According to the American Stroke Association, there are over 5.7 million stroke survivors in the United States, of whom nearly 20% suffer from language impairment. Following a stroke, the only treatment currently available for patients with Broca’s aphasia is rehabilitative speech and language therapy. Unfortunately, many patients do not achieve satisfactory functional improvement from rehabilitative therapy alone.

There is considerable evidence that the brain can undergo significant reorganization after an injury such as a stroke by a process termed neuroplasticity, a natural process by which existing neurons and alternate neural pathways in remaining healthy brain tissue assume some of the capabilities previously controlled by the parts of the brain damaged by a stroke. Within hours after a stroke, the brain will begin to recruit existing alternative neural pathways in an attempt to meet functional demands. However, natural gains in speech generally plateau within several months after a stroke, with many stroke survivors achieving only minimal recovery of function. Most patients today do not receive post-stroke rehabilitation beyond an initial period; instead, they must live with and adapt to their disabilities. These disabilities inhibit patients’ ability to communicate effective and negatively impact their quality of life.

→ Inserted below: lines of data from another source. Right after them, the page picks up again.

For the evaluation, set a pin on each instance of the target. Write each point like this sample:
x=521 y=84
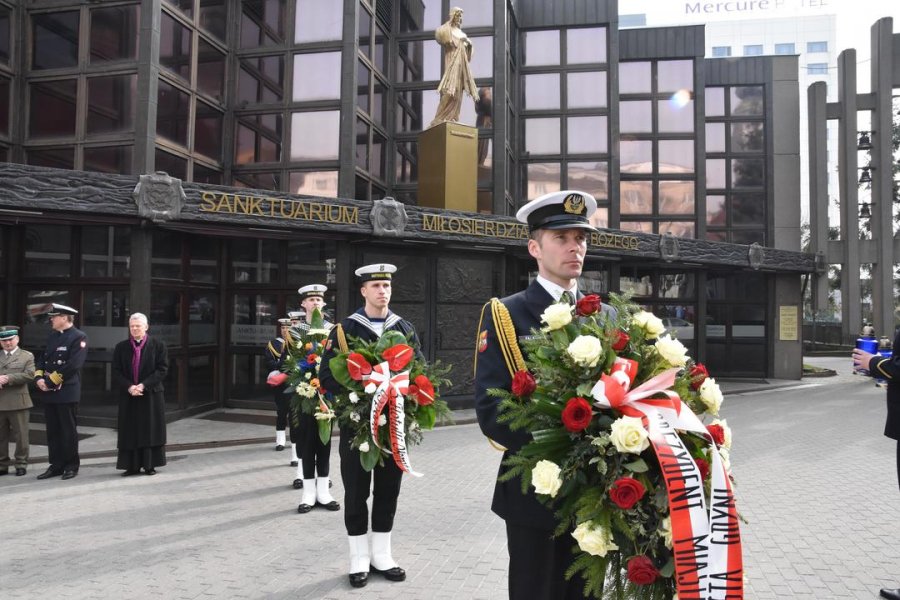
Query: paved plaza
x=815 y=479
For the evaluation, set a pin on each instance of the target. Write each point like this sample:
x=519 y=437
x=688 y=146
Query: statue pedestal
x=448 y=167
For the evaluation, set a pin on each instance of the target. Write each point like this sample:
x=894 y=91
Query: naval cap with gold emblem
x=312 y=291
x=60 y=309
x=567 y=209
x=377 y=272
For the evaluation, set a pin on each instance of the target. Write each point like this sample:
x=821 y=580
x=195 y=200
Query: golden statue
x=457 y=77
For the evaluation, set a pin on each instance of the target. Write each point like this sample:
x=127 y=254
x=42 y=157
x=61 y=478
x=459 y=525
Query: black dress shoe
x=51 y=472
x=359 y=579
x=392 y=574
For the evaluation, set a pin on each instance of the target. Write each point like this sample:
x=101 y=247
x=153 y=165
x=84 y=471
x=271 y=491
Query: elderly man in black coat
x=139 y=368
x=889 y=370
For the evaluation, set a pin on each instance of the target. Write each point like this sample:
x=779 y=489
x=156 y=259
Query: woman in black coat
x=139 y=368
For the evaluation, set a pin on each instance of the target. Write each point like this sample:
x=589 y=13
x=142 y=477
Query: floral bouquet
x=393 y=397
x=621 y=453
x=302 y=368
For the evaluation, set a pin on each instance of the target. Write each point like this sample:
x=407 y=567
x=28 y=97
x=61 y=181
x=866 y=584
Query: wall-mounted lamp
x=866 y=176
x=865 y=141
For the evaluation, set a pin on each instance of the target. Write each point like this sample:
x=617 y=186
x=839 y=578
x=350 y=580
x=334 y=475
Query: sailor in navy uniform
x=275 y=354
x=368 y=323
x=559 y=226
x=58 y=378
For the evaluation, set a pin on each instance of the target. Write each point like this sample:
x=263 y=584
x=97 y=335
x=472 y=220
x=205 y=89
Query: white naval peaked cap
x=380 y=272
x=567 y=209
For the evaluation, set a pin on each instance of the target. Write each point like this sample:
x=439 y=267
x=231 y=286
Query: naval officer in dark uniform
x=58 y=378
x=559 y=227
x=368 y=323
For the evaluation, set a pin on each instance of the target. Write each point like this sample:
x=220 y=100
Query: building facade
x=290 y=122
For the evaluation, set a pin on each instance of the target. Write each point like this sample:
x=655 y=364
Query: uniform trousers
x=357 y=480
x=282 y=404
x=315 y=455
x=538 y=564
x=62 y=435
x=14 y=428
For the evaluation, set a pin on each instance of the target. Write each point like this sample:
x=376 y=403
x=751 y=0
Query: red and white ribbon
x=389 y=394
x=706 y=539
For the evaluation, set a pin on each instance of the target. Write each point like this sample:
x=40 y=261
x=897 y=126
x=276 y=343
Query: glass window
x=542 y=136
x=210 y=69
x=318 y=21
x=676 y=115
x=586 y=135
x=108 y=159
x=586 y=45
x=52 y=108
x=635 y=116
x=208 y=131
x=172 y=113
x=586 y=90
x=175 y=46
x=48 y=251
x=541 y=48
x=634 y=78
x=114 y=33
x=542 y=178
x=541 y=91
x=317 y=76
x=55 y=40
x=321 y=126
x=111 y=104
x=262 y=23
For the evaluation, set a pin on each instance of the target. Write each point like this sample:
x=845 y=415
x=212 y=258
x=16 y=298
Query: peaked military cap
x=378 y=272
x=559 y=210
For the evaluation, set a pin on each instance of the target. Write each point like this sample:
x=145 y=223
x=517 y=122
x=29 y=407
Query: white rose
x=672 y=351
x=585 y=350
x=628 y=435
x=650 y=323
x=711 y=395
x=726 y=430
x=545 y=478
x=594 y=539
x=665 y=530
x=556 y=316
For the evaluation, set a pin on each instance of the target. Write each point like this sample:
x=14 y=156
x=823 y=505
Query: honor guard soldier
x=368 y=323
x=559 y=226
x=315 y=457
x=58 y=379
x=16 y=372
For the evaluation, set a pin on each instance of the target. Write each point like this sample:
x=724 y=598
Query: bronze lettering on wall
x=278 y=208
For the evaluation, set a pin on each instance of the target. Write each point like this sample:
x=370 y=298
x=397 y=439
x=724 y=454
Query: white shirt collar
x=554 y=290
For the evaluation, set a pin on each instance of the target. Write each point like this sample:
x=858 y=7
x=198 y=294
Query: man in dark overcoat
x=57 y=376
x=559 y=227
x=368 y=324
x=139 y=369
x=889 y=370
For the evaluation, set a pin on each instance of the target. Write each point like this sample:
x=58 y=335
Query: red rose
x=621 y=341
x=587 y=305
x=718 y=433
x=626 y=491
x=698 y=376
x=523 y=384
x=641 y=571
x=703 y=466
x=577 y=414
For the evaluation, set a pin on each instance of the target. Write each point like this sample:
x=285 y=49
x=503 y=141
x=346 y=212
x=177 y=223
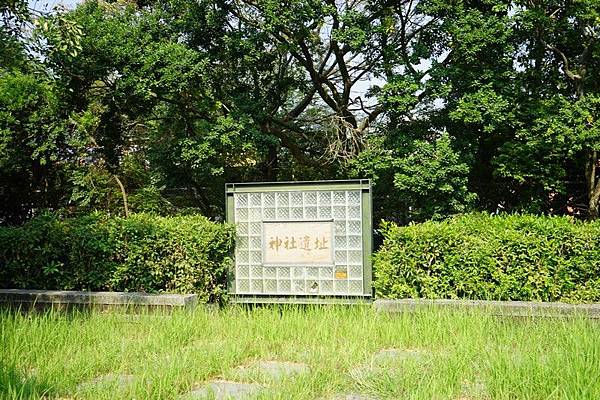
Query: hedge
x=477 y=256
x=187 y=254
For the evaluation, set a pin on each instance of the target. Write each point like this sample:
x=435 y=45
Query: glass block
x=324 y=198
x=283 y=272
x=340 y=257
x=310 y=198
x=255 y=243
x=283 y=213
x=242 y=271
x=254 y=214
x=339 y=212
x=270 y=272
x=243 y=285
x=256 y=271
x=354 y=212
x=339 y=227
x=355 y=272
x=284 y=286
x=255 y=199
x=241 y=214
x=312 y=286
x=270 y=286
x=325 y=212
x=340 y=286
x=241 y=242
x=298 y=286
x=353 y=198
x=354 y=227
x=355 y=257
x=296 y=199
x=354 y=242
x=269 y=213
x=339 y=198
x=297 y=213
x=326 y=272
x=326 y=287
x=311 y=212
x=256 y=257
x=268 y=199
x=282 y=199
x=241 y=257
x=241 y=228
x=241 y=200
x=355 y=287
x=256 y=286
x=340 y=242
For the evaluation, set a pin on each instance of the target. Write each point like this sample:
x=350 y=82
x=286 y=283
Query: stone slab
x=24 y=297
x=504 y=308
x=225 y=390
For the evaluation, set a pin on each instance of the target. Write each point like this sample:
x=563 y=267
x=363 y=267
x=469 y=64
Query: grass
x=461 y=355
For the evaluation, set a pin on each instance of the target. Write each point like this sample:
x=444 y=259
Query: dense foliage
x=448 y=105
x=97 y=252
x=517 y=257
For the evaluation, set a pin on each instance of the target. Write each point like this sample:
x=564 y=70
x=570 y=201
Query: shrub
x=476 y=256
x=97 y=252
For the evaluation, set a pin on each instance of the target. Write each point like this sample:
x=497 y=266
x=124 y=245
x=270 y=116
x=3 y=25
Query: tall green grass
x=465 y=355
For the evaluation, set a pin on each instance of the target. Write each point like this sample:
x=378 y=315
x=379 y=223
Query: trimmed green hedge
x=187 y=254
x=477 y=256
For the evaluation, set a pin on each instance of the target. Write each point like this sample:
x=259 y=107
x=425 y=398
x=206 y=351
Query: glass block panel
x=326 y=272
x=339 y=228
x=243 y=271
x=269 y=213
x=296 y=199
x=283 y=213
x=282 y=199
x=241 y=200
x=255 y=243
x=354 y=212
x=256 y=271
x=325 y=212
x=243 y=285
x=340 y=286
x=354 y=257
x=353 y=198
x=270 y=272
x=354 y=227
x=298 y=286
x=255 y=199
x=256 y=285
x=285 y=286
x=312 y=273
x=355 y=287
x=268 y=199
x=340 y=257
x=310 y=198
x=324 y=198
x=326 y=287
x=340 y=242
x=311 y=212
x=355 y=242
x=297 y=213
x=241 y=214
x=270 y=286
x=339 y=212
x=339 y=198
x=254 y=214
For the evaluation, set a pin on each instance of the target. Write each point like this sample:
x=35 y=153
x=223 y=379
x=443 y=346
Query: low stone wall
x=73 y=299
x=504 y=308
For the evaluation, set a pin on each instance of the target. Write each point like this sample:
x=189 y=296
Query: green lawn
x=457 y=355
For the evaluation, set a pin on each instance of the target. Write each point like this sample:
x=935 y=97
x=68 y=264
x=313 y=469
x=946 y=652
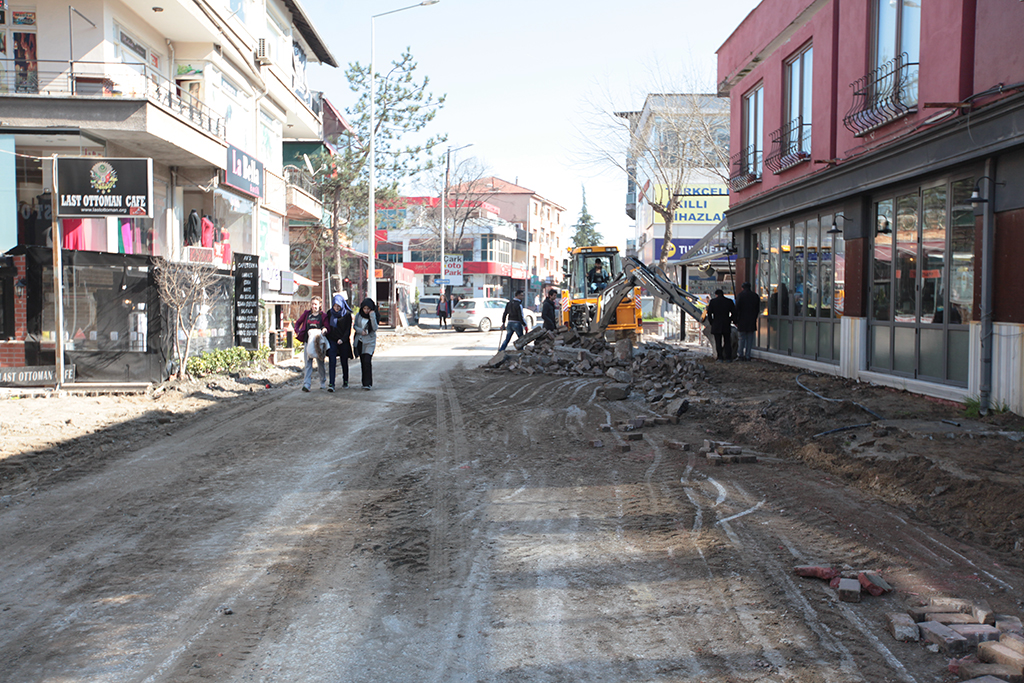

Northstar Neuroscience has developed the Renova-ST™ Cortical Stimulation System* intended to enhance neuroplasticity and recovery of function in patients who suffer from Broca’s aphasia. Our initial research, the CHESTNUT feasibility study, has shown that cortical stimulation, in conjunction with intensive speech and language therapy, may meaningfully enhance speech and language function beyond natural recovery, even in stroke survivors who receive our cortical stimulation therapy several years after their strokes.**

*Caution: Investigational device. Limited by Federal (or U.S.) law to investigational use.

**The results of this study have not been shared with the FDA and there can be no definitive claims of safety and effectiveness until the FDA has reviewed and approved the labeling for this product.